In response to:

The Jolly Institution from the May 2, 1974 issue

To the Editors:

I have not yet seen the two-volume economic study of slavery, Time on the Cross, by Robert William Fogel and Stanley L. Engerman, but assuming, as I confidently do, that Vann Woodward correctly represented the authors’ criticisms of Frederick Law Olmsted [NYR, May 2], I should like to make two points, bearing not on the economics of slavery but on Olmsted’s attitude toward it.

Professor Woodward says that the authors blame the “abolitionists,” especially Olmsted, for promulgating the widely-held theory that slavery was economically less profitable than free labor; and that the authors further contend that the abolitionists’ “unconscious racism” led them, in accounting for its unprofitability, to fasten on slave laborers the stigma of laziness, stupidity, incompetence, etcetera.

In the first place, Olmsted was not an abolitionist—unless the term is stretched to cover anyone who favored the eventual abolition of slavery.
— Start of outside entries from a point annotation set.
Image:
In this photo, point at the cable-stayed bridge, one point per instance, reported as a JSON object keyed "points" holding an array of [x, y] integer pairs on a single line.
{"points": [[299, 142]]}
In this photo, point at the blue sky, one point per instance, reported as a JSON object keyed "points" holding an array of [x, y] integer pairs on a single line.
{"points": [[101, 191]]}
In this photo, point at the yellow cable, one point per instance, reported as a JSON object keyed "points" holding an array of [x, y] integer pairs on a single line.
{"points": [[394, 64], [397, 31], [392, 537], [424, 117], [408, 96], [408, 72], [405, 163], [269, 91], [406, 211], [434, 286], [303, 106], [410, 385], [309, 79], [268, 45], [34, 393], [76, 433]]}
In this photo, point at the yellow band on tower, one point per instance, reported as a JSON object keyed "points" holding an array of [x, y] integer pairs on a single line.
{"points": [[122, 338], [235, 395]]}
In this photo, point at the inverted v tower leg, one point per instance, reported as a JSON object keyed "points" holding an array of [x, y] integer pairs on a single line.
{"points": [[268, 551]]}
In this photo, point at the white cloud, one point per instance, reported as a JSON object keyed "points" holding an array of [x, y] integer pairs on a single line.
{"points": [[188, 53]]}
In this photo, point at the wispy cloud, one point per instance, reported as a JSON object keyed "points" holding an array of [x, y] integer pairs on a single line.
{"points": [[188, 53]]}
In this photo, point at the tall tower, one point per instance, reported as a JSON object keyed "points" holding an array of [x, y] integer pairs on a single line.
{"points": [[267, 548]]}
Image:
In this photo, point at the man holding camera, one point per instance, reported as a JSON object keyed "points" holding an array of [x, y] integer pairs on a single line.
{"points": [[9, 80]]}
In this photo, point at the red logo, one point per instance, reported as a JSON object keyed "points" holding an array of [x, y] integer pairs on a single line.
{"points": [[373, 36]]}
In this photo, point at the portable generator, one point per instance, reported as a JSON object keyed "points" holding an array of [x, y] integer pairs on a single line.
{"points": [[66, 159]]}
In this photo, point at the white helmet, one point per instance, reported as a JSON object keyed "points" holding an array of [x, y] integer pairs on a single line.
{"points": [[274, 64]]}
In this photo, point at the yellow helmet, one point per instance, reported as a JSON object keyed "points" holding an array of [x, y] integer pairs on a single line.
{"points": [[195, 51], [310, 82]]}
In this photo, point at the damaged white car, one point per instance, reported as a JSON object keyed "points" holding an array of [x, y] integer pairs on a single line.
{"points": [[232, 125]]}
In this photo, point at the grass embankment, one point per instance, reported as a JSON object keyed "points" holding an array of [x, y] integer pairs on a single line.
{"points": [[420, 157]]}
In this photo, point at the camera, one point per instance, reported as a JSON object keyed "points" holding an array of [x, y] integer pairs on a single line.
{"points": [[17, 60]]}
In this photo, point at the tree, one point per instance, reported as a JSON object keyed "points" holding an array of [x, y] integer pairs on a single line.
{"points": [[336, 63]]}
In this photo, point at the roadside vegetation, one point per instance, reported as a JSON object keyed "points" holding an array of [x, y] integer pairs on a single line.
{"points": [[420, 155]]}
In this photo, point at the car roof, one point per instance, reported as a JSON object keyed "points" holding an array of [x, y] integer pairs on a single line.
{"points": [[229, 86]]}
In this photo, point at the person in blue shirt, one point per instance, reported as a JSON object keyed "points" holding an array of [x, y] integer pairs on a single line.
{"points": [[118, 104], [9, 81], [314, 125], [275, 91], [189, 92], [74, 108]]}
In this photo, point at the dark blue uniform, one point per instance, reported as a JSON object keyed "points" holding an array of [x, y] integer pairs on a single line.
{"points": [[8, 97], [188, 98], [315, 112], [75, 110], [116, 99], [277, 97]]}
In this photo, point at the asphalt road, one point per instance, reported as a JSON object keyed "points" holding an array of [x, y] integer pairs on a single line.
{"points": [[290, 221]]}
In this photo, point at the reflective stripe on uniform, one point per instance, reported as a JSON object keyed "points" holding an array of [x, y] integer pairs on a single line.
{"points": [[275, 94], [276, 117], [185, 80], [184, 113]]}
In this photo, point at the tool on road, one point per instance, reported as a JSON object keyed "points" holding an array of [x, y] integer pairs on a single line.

Olmsted was a proponent of gradual and compensated emancipation, a doctrine repugnant to genuine do-it-now-and-let-the-chips-fall-where-they-may abolitionists, who saw no reason to pay slaveowners for property originally stolen.

In the second place, if Olmsted was an unconscious racist—and amateur psyching could no doubt “prove” that he was that, and an unconscious homosexual/vegetarian as well—his comments on the generally poor quality of slave labor as he observed it do not sustain the charge: he specifically attributed the inferiority of the work performed by slaves to, not the slaves’ racial or native inferiority, but to their enslaved condition, which as a rule left them without incentive to do more than loaf through the forced minimum of work. He remarked a number of times on slaves, offered responsibility and incentive, who worked admirably, and he concluded that their performance effectually rebutted the racial-inferiority theory; and he was, in fact, sympathetic with workmen who, having nothing to gain by more than minimal exertion, put forth nothing more.

I hope these comments will somewhat clarify Olmsted’s “abolitionism” and “unconscious racism.”

Laura Wood Roper

Washington, DC

C Vann Woodward replies:

Both Laura Roper and I are at a disadvantage in this matter. She has not read the book I was reviewing and I have not read her book on Olmsted. But I have read a lot of Olmsted, and I do not believe Fogel and Engerman have misrepresented his views on the Negro slaves. They are careful to point out that, unlike Cassius Marcellus Clay and Hinton Rowan Helper, abolitionists with whom he is compared, Olmsted “was a man of intense goodwill toward Negroes.” They add that, “if our objective were to evaluate the man, his enlightenment would certainly deserve more emphasis than his biases.”

Biases he undoubtedly had, however, the racial biases of his time, attitudes tagged “racism” by another generation with other attitudes. While he believed that Negroes could “become thoroughly civilized,” he did not think that “in one generation or two the effects of centuries of barbarism and slavery are to be extinguished” or that Negroes “are ever to become Teutons or Celts.” He went further to say that, “The African races compared with the white, at least Teutonic, have greater vanity or love of approbation, a stronger dramatic and demonstrative character, more excitability, less exact or analytic minds, and a nature more sensuous, though (perhaps from want of cultivation) less refined.” As for their work habits, he thought they were “far less adapted for steady, uninterrupted labor than we are, but excel in feats demanding agility and tempestuous energy.”

The point Fogel and Engerman are making is that partly because of Olmsted’s strong opposition to slavery, partly because of his northern chauvinism, but also in part because of his racial biases, he grossly underestimated the efficiency, productivity, and dependable character of slave labor and helped fix upon the black man the stereotype of laziness, incompetence, stupidity, and unreliability that has crippled and handicapped him down to the present time. If these revisionists are correct, on the other hand, black slave labor was far more efficient and productive than free white labor of the mid-nineteenth century.

It should be added that if these or any other writers leave the impression that all abolitionists (among whom they do not include Olmsted) and antislavery people held the same racial biases, they certainly should be corrected. While it is true that most of them would today be called “racists” (a cliché overdue for retirement), they ranged from Helper at one extreme to Garrison at the other. Olmsted fell somewhere in between.